Clicking toward a better education
Some professors use new technology to enhance large lectures
February 25, 2008, 5:00 am·
When College freshman Clare Foran answers her geology professor's questions, it's not by raising her hand.
She keys in the answer on a 'clicker' she brings to class.
The electronic response pad, which all students in the class are required to purchase, transmits student answers to a computer which collates all the responses and displays them on a screen.
This technology, which has been implemented in six or seven classes, according to Sociology professor Melissa Wilde, is catching on with some professors as a helpful teaching tool.
Geology professor Fred Scatena uses the clickers to take attendance, conduct opinion polls and ask short multiple choice questions on class material in his class of 160 students.
In a class of 100 or more students, professors agree that engaging students and eliciting participation is a definite challenge.
The response pads help because they force everyone from the shy to the loud to take part in the class.
Another advantage of this technology is the increased ease with which quizzes can be taken and graded.
Responses from students can be automatically scored, eliminating the labor of grading quizzes.
The pop quizzes work well in large classes because it encourages attendance.
Scatena said that once technological glitches - accurately transferring quiz scores from class to Blackboard - were ironed out, student feedback on the use of clickers has been positive.
"Like any new technology, it takes a while for people to get used to," Wilde said.
The clicker also has the added benefit - or detriment, for some - of forcing students to keep up with their readings, College junior Melinda Angeles said.
Wilde uses the technology to survey her students on general sociological questions to compare the results from the class with external data. If any discrepancies arise from the two sets of data, students can learn how to analyze those differences.

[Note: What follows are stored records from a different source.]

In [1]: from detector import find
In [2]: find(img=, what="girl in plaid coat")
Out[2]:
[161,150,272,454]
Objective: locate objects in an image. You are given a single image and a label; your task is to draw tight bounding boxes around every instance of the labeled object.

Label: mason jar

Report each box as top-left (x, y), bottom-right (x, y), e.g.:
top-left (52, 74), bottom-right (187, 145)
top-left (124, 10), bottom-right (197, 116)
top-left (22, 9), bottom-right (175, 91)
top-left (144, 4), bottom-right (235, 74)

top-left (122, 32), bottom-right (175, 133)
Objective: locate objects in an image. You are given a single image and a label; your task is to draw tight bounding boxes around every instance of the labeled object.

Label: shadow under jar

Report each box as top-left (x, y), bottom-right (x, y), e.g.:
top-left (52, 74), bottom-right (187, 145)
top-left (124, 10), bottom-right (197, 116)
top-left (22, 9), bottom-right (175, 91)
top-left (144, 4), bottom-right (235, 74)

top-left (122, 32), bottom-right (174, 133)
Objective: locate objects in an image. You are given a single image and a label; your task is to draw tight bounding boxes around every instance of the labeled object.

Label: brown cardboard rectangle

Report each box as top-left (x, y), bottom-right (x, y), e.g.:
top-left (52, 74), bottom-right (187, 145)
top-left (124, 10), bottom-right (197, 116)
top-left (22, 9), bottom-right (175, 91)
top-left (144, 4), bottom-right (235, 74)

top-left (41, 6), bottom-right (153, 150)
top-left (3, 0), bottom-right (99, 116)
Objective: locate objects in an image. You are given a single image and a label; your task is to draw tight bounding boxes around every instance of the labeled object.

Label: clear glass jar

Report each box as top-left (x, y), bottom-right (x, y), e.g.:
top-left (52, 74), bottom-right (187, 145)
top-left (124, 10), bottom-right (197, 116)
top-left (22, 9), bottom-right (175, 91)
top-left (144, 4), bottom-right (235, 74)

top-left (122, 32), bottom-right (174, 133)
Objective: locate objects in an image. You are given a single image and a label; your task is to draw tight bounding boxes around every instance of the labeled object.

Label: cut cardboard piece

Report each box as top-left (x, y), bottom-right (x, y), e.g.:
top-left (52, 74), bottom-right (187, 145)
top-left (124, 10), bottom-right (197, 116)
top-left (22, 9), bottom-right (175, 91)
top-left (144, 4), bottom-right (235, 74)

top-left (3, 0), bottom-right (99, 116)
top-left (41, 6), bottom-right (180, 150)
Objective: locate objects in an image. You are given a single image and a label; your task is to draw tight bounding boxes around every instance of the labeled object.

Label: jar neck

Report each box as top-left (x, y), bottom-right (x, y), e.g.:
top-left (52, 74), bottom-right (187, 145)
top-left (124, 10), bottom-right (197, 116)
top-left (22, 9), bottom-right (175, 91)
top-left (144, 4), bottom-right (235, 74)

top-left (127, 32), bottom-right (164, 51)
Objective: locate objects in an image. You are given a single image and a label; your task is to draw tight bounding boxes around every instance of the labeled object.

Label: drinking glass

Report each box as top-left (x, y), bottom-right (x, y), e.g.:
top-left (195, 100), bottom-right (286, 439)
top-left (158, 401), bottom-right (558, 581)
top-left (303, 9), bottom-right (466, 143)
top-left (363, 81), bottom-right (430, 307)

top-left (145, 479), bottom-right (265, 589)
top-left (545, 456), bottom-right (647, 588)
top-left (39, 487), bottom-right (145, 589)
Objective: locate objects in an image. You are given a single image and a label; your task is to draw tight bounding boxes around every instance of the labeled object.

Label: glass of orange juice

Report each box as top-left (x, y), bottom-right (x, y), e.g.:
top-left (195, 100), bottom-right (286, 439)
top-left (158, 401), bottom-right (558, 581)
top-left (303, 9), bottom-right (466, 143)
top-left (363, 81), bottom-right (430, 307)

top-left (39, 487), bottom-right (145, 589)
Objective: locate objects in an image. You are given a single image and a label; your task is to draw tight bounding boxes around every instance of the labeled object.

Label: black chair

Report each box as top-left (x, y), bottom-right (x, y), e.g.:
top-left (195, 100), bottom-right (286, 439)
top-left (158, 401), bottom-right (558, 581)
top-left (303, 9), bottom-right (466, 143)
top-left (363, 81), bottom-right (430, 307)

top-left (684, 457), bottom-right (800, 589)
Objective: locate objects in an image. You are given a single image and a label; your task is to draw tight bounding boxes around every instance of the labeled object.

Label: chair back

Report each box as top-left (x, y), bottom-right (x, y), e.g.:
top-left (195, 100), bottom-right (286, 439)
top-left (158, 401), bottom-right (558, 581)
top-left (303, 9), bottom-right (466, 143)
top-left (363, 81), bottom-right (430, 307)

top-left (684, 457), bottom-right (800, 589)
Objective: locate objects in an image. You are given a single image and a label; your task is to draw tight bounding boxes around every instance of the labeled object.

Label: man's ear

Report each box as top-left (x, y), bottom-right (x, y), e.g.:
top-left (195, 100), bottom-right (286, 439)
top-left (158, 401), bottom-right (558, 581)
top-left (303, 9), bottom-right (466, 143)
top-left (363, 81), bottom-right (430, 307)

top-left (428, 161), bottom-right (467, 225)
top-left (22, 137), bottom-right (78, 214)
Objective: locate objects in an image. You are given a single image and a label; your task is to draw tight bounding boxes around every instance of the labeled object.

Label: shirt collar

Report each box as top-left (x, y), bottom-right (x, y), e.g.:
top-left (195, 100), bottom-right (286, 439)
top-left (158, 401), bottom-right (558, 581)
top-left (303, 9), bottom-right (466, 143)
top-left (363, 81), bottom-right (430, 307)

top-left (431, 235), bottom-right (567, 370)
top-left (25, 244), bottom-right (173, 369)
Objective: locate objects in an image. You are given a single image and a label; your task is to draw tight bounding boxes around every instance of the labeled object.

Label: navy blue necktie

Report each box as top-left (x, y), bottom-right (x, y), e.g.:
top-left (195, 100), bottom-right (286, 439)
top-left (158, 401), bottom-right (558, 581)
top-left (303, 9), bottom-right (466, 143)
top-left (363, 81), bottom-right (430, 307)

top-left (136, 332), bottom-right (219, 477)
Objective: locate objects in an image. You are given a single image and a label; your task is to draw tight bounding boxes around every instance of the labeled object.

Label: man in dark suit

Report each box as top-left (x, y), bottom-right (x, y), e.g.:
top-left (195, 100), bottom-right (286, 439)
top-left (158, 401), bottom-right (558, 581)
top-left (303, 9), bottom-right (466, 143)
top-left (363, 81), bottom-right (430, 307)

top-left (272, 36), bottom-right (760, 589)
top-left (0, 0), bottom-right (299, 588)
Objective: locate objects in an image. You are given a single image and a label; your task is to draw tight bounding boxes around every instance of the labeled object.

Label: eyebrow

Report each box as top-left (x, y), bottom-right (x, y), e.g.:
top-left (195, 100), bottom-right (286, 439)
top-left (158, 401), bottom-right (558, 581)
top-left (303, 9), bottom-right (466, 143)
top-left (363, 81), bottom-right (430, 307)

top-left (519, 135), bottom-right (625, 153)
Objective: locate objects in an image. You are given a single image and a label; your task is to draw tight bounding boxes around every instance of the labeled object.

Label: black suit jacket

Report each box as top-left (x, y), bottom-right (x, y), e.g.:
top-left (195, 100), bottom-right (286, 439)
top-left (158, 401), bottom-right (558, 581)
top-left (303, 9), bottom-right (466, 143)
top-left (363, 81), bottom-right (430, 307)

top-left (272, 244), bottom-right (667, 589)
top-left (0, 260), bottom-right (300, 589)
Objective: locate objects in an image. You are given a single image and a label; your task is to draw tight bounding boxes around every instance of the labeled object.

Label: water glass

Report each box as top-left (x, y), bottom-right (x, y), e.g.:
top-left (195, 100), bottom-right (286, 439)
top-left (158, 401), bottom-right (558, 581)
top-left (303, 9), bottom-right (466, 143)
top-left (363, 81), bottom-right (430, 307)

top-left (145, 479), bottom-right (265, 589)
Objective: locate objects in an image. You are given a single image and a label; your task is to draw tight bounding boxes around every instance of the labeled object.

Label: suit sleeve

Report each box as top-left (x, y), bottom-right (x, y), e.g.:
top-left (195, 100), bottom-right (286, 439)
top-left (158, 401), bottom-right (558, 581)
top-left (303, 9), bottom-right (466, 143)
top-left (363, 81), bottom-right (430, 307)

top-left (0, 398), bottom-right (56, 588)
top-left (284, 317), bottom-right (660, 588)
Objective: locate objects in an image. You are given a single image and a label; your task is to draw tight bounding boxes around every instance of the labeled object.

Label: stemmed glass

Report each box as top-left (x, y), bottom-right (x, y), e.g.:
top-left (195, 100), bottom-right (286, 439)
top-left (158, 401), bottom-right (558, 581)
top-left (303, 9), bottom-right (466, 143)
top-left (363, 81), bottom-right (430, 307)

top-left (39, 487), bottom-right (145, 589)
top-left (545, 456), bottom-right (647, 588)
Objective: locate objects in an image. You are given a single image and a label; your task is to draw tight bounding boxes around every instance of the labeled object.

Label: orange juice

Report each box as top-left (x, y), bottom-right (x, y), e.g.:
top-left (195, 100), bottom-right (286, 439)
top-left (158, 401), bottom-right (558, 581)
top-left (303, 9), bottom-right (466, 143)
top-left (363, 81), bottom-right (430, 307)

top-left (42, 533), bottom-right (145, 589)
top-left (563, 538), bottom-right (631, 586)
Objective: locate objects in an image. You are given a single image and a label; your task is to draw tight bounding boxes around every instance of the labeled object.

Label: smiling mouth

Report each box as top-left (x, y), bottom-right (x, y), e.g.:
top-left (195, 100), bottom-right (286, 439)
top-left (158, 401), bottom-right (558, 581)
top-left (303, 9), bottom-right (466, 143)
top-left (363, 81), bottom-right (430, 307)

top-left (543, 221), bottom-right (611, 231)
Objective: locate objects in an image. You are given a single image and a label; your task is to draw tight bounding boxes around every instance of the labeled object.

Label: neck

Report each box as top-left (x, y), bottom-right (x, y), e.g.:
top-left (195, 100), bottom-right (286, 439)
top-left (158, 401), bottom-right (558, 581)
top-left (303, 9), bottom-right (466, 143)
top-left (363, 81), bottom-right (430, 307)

"It's [a way] to get students to do sociology," during lectures, she said.
Wilde also used the data to illustrate her points, Angeles said, which makes the lecture material resonate more with students.
It also allows professors to receive constant, instantaneous feedback on whether students have truly grasped the concept.
However, clickers do have the disadvantage of presenting an added cost on top of the required course texts - $40 with a $20 rebate for returning it to the bookstore at the end of the semester.
Still, she said it is enlightening to see the responses of her classmates on the screen and to compare them to her own.
"You can kind of see if you are thinking along the same lines," as other students, she added.